On Monday, I’m an enthusiastic parent who has the best of intentions. By Friday night, I’m exhausted and my parenting skills have eroded to the point of, “You want to play in the middle of the street? Whatever, just take your brother with you.”
This week has been particularly exhausting for a number of reasons. When I picked up the boys from each of their schools, I thought I had enough energy to cook them dinner. After five minutes of Justin telling me a story in his loudest voice possible and Garrett screaming for Elmo (“MELMO!!! MELMOOOO!!!) while kicking my seat, I thought – “Maybe I’ll order in.”

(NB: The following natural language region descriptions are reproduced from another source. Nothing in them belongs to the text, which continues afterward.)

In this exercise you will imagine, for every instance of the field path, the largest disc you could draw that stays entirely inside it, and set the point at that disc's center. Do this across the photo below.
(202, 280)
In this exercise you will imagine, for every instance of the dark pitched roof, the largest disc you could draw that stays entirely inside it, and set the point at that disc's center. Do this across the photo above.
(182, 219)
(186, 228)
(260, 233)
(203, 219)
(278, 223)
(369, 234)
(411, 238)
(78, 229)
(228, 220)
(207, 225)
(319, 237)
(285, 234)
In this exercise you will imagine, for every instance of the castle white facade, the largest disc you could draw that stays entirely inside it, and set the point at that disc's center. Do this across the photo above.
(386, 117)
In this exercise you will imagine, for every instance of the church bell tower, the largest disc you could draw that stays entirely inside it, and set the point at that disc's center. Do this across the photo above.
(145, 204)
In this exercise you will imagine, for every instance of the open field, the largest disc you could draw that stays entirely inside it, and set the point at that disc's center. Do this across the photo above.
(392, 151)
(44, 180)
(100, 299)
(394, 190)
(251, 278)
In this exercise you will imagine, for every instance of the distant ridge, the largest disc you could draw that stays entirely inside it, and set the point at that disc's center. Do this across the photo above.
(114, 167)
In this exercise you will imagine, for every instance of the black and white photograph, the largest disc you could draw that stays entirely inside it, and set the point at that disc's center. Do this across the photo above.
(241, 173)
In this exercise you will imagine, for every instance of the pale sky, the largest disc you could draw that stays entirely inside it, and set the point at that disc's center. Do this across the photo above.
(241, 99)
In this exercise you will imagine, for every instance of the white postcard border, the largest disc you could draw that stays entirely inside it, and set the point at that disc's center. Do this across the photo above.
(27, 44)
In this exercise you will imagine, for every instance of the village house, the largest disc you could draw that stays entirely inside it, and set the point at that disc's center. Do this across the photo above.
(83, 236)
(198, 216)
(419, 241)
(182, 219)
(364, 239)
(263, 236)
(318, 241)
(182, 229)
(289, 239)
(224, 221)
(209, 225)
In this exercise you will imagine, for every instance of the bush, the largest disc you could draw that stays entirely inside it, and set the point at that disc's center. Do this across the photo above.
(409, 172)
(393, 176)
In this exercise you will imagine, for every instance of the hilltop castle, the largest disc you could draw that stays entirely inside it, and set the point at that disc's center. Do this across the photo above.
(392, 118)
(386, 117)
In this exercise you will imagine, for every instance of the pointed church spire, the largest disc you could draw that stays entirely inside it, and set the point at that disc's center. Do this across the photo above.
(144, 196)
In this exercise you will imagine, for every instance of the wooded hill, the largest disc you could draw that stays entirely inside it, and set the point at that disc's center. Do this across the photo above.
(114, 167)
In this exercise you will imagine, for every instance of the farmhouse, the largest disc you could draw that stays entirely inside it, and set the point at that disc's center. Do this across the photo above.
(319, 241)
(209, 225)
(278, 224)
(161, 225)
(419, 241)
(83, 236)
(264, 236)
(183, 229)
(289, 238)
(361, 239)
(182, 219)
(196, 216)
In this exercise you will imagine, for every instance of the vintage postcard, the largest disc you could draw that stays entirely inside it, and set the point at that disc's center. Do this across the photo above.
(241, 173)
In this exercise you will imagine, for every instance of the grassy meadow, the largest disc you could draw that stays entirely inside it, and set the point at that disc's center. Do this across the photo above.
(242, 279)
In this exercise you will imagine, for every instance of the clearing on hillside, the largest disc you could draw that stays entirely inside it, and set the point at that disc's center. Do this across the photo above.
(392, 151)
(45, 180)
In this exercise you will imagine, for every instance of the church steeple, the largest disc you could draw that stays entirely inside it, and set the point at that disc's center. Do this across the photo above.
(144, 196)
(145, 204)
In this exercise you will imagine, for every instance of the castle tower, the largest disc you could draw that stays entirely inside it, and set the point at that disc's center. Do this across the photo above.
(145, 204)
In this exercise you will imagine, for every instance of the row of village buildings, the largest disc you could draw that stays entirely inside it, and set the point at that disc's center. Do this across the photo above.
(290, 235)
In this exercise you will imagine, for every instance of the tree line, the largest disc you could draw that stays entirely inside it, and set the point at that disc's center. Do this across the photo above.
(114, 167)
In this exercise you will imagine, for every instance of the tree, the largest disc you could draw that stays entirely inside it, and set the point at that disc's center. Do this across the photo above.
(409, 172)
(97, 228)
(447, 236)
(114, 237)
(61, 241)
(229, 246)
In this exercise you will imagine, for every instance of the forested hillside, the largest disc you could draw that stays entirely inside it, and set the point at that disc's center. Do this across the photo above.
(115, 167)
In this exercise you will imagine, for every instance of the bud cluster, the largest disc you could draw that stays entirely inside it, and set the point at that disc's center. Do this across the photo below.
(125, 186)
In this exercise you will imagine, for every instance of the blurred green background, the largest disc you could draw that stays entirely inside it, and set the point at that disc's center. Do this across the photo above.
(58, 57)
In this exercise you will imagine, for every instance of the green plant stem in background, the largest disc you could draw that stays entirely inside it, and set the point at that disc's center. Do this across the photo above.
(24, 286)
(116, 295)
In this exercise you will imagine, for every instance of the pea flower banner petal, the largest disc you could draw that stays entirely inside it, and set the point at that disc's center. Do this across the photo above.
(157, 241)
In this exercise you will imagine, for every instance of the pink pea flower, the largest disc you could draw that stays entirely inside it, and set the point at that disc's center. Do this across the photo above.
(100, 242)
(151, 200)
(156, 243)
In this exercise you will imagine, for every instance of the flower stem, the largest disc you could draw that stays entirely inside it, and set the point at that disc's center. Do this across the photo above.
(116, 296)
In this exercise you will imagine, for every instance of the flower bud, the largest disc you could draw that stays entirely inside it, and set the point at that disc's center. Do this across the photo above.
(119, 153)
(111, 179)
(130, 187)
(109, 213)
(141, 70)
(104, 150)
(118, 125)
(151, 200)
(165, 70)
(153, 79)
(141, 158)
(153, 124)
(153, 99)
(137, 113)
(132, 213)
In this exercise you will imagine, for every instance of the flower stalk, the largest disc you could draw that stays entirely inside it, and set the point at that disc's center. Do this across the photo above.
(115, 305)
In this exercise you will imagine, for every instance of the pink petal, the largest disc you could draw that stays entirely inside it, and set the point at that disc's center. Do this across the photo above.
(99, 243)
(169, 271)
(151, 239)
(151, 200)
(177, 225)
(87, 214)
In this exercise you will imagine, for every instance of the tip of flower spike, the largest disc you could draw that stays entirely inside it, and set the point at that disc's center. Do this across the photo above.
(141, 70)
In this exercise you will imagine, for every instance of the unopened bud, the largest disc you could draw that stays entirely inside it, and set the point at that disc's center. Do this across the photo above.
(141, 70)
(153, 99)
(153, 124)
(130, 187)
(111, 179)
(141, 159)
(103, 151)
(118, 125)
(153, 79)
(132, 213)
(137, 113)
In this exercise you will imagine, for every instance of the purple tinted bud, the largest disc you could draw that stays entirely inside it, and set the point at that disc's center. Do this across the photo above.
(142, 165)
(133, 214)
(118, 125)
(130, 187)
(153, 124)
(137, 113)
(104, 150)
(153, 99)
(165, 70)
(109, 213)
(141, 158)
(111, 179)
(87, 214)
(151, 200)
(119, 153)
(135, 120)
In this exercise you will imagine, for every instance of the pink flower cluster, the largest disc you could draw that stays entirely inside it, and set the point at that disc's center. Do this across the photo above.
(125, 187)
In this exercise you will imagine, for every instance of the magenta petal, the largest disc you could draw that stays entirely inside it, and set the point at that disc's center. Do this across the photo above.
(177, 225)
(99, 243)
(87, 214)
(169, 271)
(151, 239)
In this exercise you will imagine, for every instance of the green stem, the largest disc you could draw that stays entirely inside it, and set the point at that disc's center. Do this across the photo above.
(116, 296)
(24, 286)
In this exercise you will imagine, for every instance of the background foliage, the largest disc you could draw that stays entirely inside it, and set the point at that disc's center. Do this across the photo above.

For the next four minutes, I was hammered with questions from Justin: “Can we stop at Target and get a toy?” No. “Can we eat at Burger King?” No. “Can we just see if there are new toys at Target?” No. “Can we get a small toy from Burger King?” No. “Does mommy need anything from Target?” No. “Don’t you like Burger King?” No. And like a parrot, Garrett kept yelling “YEAH!” after Justin asked each question. (He’s too young to understand what Justin was asking, but it didn’t matter. He understood that it was them against me.)
On the fifth minute, they broke me. I don’t know if it was the barrage of questions or the yelling or the crying out for “MELMO!!,” but they successfully performed a Verbal Waterboarding. My intention was to feed them good food and reward their great week without gifts, but by simply playing with them. That’s not how the evening ended.
The evening ended with new toys from Target, Kid’s Meals from Burger King, and yet another notch on my Parenting Failure list.